CB Richard Ellis has incurred a credit rating downgrade from 'stable' to ‘negative’ from Standard & Poor's.

The New York Stock Exchange-listed company, whose shares have enjoyed a 45% rally this week, yesterday suffered the downgrade from the rating agency for its main operating subsidiary, CB Richard Ellis Services Inc (CBRE).

‘We took this action to reflect modest weakening in CBRE's financial profile and our concern about potential further deterioration as the result of the mounting cyclical downturn in global commercial real estate (CRE) markets,’ said Standard & Poor's credit analyst Robert Hoban.

The rating downgrade did not stop CBRE’s shares continuing their bounce back from their lowest-ever price of $3.46 last Thursday. Yesterday they closed at $5.05, a day after the US Fed took further measures to stabilise the financial system.

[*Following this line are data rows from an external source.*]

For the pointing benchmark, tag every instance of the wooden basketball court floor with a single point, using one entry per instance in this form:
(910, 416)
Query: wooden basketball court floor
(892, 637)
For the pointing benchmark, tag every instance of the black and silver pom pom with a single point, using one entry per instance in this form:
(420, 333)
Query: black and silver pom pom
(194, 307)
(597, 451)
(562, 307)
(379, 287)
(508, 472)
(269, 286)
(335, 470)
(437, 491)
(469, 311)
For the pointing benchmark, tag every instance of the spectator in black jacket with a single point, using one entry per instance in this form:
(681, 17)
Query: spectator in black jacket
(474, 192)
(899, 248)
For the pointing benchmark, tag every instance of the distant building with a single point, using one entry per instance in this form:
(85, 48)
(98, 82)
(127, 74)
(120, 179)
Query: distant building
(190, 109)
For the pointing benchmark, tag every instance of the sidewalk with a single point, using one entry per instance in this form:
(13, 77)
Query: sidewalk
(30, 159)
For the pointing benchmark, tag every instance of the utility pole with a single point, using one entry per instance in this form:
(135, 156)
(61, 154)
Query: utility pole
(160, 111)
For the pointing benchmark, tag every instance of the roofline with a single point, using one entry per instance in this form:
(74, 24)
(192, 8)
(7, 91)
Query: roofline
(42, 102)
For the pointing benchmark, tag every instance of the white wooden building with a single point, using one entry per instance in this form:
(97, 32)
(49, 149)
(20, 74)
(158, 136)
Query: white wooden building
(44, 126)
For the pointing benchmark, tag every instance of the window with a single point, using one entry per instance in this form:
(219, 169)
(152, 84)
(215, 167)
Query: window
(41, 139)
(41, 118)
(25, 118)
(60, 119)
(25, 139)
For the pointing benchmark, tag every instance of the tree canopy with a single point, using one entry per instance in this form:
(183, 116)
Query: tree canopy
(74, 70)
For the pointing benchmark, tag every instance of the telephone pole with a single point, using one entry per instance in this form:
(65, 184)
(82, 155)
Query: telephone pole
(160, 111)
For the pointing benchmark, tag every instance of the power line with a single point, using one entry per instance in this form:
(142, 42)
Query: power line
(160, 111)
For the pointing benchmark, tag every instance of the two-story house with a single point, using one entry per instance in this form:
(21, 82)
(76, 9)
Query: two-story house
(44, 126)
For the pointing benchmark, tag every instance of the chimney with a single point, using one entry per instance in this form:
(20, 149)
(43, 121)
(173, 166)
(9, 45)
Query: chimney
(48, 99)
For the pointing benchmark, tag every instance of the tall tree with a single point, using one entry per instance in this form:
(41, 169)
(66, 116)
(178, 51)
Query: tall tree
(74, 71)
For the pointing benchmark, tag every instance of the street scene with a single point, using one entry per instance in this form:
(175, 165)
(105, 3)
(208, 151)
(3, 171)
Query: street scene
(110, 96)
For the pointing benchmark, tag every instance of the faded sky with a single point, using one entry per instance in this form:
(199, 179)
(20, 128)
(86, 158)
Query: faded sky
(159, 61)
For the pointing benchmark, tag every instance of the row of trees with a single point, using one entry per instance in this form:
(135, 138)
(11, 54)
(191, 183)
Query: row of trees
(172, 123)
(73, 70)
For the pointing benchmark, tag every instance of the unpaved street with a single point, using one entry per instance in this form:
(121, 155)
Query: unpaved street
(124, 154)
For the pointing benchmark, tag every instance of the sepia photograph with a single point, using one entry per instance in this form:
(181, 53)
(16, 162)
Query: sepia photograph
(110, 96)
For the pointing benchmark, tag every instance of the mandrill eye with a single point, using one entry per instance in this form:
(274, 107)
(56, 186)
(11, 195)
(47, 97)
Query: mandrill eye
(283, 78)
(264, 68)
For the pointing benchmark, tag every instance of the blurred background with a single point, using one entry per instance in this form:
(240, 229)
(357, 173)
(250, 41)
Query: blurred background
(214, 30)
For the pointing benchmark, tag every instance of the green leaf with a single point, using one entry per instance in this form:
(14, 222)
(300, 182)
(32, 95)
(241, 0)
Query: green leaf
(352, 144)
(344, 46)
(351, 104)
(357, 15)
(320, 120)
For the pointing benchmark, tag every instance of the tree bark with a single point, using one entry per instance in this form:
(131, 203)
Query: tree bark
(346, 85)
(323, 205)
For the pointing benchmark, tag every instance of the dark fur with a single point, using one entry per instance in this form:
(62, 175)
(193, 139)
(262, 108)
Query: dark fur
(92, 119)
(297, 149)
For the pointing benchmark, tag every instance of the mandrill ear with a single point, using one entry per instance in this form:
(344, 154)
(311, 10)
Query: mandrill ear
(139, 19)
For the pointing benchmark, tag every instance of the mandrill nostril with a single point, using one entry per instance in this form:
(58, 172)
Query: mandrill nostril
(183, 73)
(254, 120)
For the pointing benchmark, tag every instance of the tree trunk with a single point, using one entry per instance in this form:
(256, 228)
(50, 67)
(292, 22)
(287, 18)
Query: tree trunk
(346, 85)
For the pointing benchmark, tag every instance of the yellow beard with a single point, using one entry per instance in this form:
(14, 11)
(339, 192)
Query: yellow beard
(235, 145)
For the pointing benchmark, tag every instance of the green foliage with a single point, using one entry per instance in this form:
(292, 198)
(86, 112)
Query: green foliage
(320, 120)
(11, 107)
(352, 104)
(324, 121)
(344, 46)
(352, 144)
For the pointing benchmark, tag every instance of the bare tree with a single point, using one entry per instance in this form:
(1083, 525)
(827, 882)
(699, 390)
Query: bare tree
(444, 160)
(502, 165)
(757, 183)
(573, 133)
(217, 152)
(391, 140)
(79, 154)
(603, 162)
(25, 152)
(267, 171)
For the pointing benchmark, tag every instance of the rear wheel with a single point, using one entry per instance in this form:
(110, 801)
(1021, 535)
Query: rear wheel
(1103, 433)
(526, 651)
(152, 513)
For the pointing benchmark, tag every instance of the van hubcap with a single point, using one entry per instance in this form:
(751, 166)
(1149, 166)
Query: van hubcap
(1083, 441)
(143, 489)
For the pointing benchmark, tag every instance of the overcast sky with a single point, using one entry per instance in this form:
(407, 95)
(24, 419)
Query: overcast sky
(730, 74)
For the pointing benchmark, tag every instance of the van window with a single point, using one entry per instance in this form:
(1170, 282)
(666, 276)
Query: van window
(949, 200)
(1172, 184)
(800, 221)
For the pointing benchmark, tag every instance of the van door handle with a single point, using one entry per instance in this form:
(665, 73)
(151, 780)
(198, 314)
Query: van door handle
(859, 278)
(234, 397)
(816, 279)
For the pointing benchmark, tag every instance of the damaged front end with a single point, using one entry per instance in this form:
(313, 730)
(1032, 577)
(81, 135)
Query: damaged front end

‘CBRE has historically been aggressive in its financial management, especially considering the cyclicality of its business,' said Hoban. 'CBRE has a long history of debt-financed acquisitions, which have greatly increased its scale and market share, but also left it with high levels of debt, low to modest interest coverage, and substantially negative tangible equity.

‘Although CBRE now earns a larger percentage of its revenue from fee-based businesses than historically, profitability and interest coverage remain highly dependent on healthy CRE markets to generate sales and leasing transaction volume and capital appreciation in the investment management business.'

Hoban added: ‘CBRE's liquidity remains adequate for the rating. The highly seasonal nature of CBRE's business means that its liquidity normally improves throughout the year, but we are concerned that weaker-than-expected cash flow in the historically strong fourth quarter could signal an even more challenging 2009.

‘CBRE buttressed its liquidity position with its recent issuance of approximately $200m in stock. We view this additional liquidity as essential given CBRE's contractual debt repayments of $209m in 2009 and $305m in 2010.

‘The negative outlook incorporates our expectation that global CRE markets are clearly in the midst of a cyclical downturn. Given that and management's recent increase in debt, CBRE may be challenged to maintain debt service coverage that is adequate for the rating.’